Add Vultr Support #2132

Bihan · 2024-12-23T12:07:38Z

No description provided.

src/dstack/_internal/server/services/config.py

src/dstack/_internal/server/migrations/versions/27d3e55759fa_add_pools.py

Bihan · 2025-01-06T09:19:04Z

@jvstme Comments about Vultr VPC(Virtual Private Cloud) implementation.

VPC Lifecycle During Instance Creation
Vultr allows the creation and attachment of a Virtual Private Cloud (VPC) during instance creation. However, if the instance creation fails due to no capacity, the created VPC is not automatically terminated. To address this, the implementation first creates the instance and, upon success, proceeds to create and attach the VPC to ensure proper cleanup and resource management.
Retry Logic for Attaching VPC
Vultr's API for attaching a VPC to an instance does not always succeed on the first attempt. To handle this limitation, a retry mechanism is implemented using a while loop that repeatedly attempts the VPC attachment until it is successful.
Unsupported VPC for Some Bare Metal Instances
Certain Bare Metal plans on Vultr do not support VPC attachment. In such cases, an exception is raised when the VPC attachment fails. As a fallback, instances are created without a VPC, and users are notified via a warning log: "Plan does not support private networking."
Workaround for Unreliable VPC Detachment API
Vultr's API for detaching VPCs from instances is unreliable, with detachment sometimes failing even after 15 minutes of retry. To mitigate this, a workaround checks for the successful termination of the instance before deleting the associated VPC. This is necessary because Vultr does not allow VPC deletion without either detaching it or terminating the instance.

Important:
To handle above limitations and constraints, I have implemented hardcoded error handling as below:

def get_vpc_id(self, instance_id: str, plan_type: str) -> Optional[str]:
        try:
            if plan_type == "bare-metal":
                response = self._make_request("GET", f"/bare-metals/{instance_id}/vpcs")
            else:
                response = self._make_request("GET", f"/instances/{instance_id}/vpcs")
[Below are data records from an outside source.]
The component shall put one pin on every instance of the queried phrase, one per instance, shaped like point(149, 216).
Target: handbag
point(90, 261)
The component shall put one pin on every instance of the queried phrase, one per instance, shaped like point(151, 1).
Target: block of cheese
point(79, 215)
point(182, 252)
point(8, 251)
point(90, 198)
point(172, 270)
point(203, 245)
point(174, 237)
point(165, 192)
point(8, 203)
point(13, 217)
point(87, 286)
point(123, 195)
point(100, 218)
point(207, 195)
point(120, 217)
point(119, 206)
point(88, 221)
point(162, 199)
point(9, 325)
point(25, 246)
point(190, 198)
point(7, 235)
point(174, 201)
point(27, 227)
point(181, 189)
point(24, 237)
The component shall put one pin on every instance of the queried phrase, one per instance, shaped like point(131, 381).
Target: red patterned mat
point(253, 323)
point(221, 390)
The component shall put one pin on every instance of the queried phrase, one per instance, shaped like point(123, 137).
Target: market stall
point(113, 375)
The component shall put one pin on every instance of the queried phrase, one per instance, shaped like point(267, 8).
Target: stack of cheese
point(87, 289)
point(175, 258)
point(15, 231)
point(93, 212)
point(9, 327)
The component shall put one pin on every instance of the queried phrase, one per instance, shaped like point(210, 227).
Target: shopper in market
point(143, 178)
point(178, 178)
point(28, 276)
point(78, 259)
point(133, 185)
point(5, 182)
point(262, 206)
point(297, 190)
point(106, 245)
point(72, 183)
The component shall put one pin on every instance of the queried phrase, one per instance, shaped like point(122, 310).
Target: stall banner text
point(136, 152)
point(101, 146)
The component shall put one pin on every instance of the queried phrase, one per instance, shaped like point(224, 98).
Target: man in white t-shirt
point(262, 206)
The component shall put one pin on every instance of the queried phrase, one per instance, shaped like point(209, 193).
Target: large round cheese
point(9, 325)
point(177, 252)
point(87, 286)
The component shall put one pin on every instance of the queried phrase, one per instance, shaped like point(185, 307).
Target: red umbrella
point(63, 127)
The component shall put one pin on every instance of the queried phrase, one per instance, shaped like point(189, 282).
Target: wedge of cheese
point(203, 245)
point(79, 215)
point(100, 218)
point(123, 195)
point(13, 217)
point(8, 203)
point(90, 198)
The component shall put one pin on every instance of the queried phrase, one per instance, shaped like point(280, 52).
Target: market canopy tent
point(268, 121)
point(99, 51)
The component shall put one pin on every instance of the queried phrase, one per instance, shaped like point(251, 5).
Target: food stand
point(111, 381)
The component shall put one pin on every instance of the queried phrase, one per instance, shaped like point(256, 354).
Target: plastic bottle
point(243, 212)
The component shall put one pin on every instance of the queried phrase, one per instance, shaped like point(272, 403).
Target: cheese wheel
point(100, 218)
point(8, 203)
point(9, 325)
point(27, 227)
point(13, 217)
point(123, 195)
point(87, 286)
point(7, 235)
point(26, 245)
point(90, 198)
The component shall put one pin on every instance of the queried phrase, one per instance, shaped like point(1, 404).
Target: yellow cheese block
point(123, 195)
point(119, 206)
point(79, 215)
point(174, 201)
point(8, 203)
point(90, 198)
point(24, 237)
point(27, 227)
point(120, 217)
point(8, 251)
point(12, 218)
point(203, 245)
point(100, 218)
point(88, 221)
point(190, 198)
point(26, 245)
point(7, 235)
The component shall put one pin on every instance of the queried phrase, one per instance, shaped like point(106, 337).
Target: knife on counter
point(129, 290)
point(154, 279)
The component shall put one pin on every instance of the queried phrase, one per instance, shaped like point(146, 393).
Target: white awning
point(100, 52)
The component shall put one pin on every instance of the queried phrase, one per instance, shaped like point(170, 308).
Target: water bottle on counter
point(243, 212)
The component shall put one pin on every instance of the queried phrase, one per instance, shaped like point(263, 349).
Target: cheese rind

            vpcs = response.json().get("vpcs", [])
            if vpcs:
                return vpcs[0].get("id")
            return None
        except BackendError as e:
            # The above endpoints throws 404, when instance is not available.
            # Propagating this error blocks the execution, therefore need to handle here.
            if "Invalid instance-id" in str(e):
                logger.info(f"Instance {instance_id} not found.")
                return None
            else:
                raise

 def attach_vpc(self, vpc_id: str, instance_id: str, plan_type: str):
        data = {"vpc_id": vpc_id}
        try:
            if plan_type == "bare-metal":
                self._make_request("POST", f"/bare-metals/{instance_id}/vpcs/attach", data=data)
            else:
                self._make_request("POST", f"/instances/{instance_id}/vpcs/attach", data=data)
        except BackendError as e:
            # Sometimes instance is unable to attach VPC and throws 500 error.
            if "Unable to attach VPC" in str(e):
                logger.info("Unable to attach VPC")
            else:
                raise

    def delete_vpc(self, vpc_id: str):
        try:
            self._make_request("DELETE", f"/vpcs/{vpc_id}")
        except BackendError as e:
            if "The following servers are attached to this VPC network" in str(e):
                logger.info(f"Instance is connected to VPC {vpc_id}. Unable to delete VPC.")
                return None
            else:
                raise

def create_instance():
    ...
    ...
        while not self.api_client.get_vpc_id(instance_id, plan_type) and vpc_id is not None:
            time.sleep(1)
            # Vultr's limitation is that we cannot attach VPC without multiple attempts.
            logger.info("Attempting to attach instance to VPC")
            try:
                self.api_client.attach_vpc(vpc_id, instance_id, plan_type)
            except BackendError as e:
                if "plan does not support private networking" in str(e):
                    logger.warning("Plan does not support private networking.")
                    # delete created vpc
                    self.api_client.delete_vpc(vpc_id=vpc_id)
                    vpc_id = None
                else:
                    raise

In above functions, I am checking specific string in error message like "Invalid instance-id" or "plan does not support private networking". This has chances of breakage if Vultr changes the error message.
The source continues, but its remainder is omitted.